- Bandwan Location in West Bengal, India Bandwan Bandwan (India)
- Coordinates: 22°52′33.6″N 86°30′25.2″E﻿ / ﻿22.876000°N 86.507000°E
- Country: India
- State: West Bengal
- District: Purulia

Population (2011)
- • Total: 5,993

Languages
- • Official: Bengali, English
- Time zone: UTC+5:30 (IST)
- PIN: 723129
- Telephone code: 03253
- Vehicle registration: WB56;WB80
- Lok Sabha constituency: Jhargram
- Vidhan Sabha constituency: Bandwan
- Website: purulia.gov.in

= Bandwan =

Bandwan is a census town in the Bandwan CD block in the Manbazar subdivision of the Purulia district in the state of West Bengal, India.

==Geography==

===Location===
Bandwan is located at .

===Area overview===
Purulia district forms the lowest step of the Chota Nagpur Plateau. The general scenario is undulating land with scattered hills. Manbazar subdivision, shown in the map alongside, is located in the eastern part of the district. It is an overwhelmingly rural subdivision with 96.32% of the population living in the rural areas and 3.68% living in the urban areas. There are 3 census towns in the subdivision. The map shows the Kangsabati Project Reservoir. The Mukutmanipur Dam is in Bankura district but the upper portion of the reservoir is in Manbazar subdivision. The remnants of old temples and deities are found in the subdivision also, as in other parts of the district. The subdivision has a very high proportion of Scheduled Castes and Scheduled Tribes. Bandwan CD block has 51.86% ST population, Manbazar II CD block has 48.97% ST population. Manbazar I CD block has 22.03% ST and 22.44% SC. Puncha CD block has 24.74% ST and 14.54 SC. Writing in 1911, H. Coupland, ICS, speaks of the aboriginal races largely predominating in the old Manbhum district. He particularly mentions the Kurmis, Santhals, Bhumij and Bauri.

Note: The map alongside presents some of the notable locations in the subdivision. All places marked in the map are linked in the larger full screen map.

==Demographics==
As per 2011 Census of India Bandwan had a total population of 5,993 of which 3,112 (52%) were males and 2,881 (48%) were females. Population below 6 years was 692. The total number of literates in Bandwan was 4,131 (77.93% of the population over 6 years).

==Civic administration==
===Police station===
Bandwan police station has jurisdiction over the Bandwan CD block. The area covered is 367.08 km^{2} and the population covered is 95,002. It has 52.44 km of inter-state border with Galudih, Patamda and Kamalpur police stations in East Singhbhum district of Jharkhand.

===CD block HQ===
The headquarters of the Bandwan CD block are located at Bandwan.

==Infrastructure==
According to the District Census Handbook 2011, Puruliya, Bandwan covered an area of 3.6145 km^{2}. Among the civic amenities, it had 5 km roads with both open and covered drains, the protected water supply involved overhead tank, tap water from treated sources, tank/pond/lake. It had 1,235 domestic electric connections, 218 road light points. Among the educational facilities it had were 9 primary schools, 3 senior secondary schools. Among the social, recreational and cultural facilities, it had 1 stadium, 1 auditorium/ community hall, 1 public library, 1 reding room. Three important commodities it produced were bakery products, puffed rice, pot making. It had branches of 1 nationalised bank, 1 non-agricultural credit society.

==Transport==
SH 5 running from Rupnarayanpur (in Bardhaman district) to Junput (in Purba Medinipur district) passes through Bandwan. The road from Bandwan to Mahulia, on NH 18, in East Singhbhum district of Jharkhand, and the Barabazar-Bandwan Road meets SH 5 at Bandwan.

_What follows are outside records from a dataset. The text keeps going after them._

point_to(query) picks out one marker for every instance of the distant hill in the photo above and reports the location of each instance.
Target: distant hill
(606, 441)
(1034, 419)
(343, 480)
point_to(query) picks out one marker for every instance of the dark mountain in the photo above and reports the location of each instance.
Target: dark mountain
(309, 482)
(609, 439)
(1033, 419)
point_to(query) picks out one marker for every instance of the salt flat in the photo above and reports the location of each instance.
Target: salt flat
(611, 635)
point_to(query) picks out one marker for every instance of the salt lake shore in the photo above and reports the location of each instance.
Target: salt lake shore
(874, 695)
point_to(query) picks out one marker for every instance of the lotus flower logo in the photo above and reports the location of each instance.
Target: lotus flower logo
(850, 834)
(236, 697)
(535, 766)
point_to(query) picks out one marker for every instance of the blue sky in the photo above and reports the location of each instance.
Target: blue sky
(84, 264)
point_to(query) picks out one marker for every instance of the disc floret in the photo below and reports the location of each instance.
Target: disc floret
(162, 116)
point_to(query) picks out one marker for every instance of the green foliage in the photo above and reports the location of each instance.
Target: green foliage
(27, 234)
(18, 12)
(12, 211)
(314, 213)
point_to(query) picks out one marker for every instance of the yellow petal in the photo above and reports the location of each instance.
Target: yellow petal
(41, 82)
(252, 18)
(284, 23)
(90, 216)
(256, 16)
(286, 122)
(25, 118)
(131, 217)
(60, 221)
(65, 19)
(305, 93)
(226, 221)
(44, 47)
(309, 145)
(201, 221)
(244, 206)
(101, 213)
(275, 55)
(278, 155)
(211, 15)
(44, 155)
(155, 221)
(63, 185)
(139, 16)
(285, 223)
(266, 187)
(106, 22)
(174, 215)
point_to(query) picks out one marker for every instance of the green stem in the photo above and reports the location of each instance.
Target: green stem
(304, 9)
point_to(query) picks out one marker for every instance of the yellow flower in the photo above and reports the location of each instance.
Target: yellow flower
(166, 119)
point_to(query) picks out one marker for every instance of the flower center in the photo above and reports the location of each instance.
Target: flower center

Bandwan Birsa Munda Bus stand is one of the important Bus stand in Jangalmahal for its location near Jharkhand border.

SBSTC has a Bus Depot at Bandwan.

==Education==
Bandwan Mahavidyalaya at Bandwan is a government aided private college at village: Chilla, PO Jitan. It is affiliated to Sidho Kanho Birsha University. It offers courses in B.A. honours in Bengali, English, Sanskrit, Santhali, Political Science, history, Education and B.A. pass.

Bandwan Dr. A.N. Jha High School, Bandwan R.N.C Vidyapith, Bandwan Girl's High School, Bandwan Government Model School is present in Bandwan Town.

Bandwan Government Polytechnic College is one of the major institute in the District

There are also 4 government primary school and 8 private school upto class 4/5 like Gopiram Memorial Public School, JEF Public School, Sacred Heart Public School, Bandwan Board Primary School etc

==Healthcare==
Bandwan Rural Hospital, with 30 beds, is a major government medical facility in Bandwan CD block.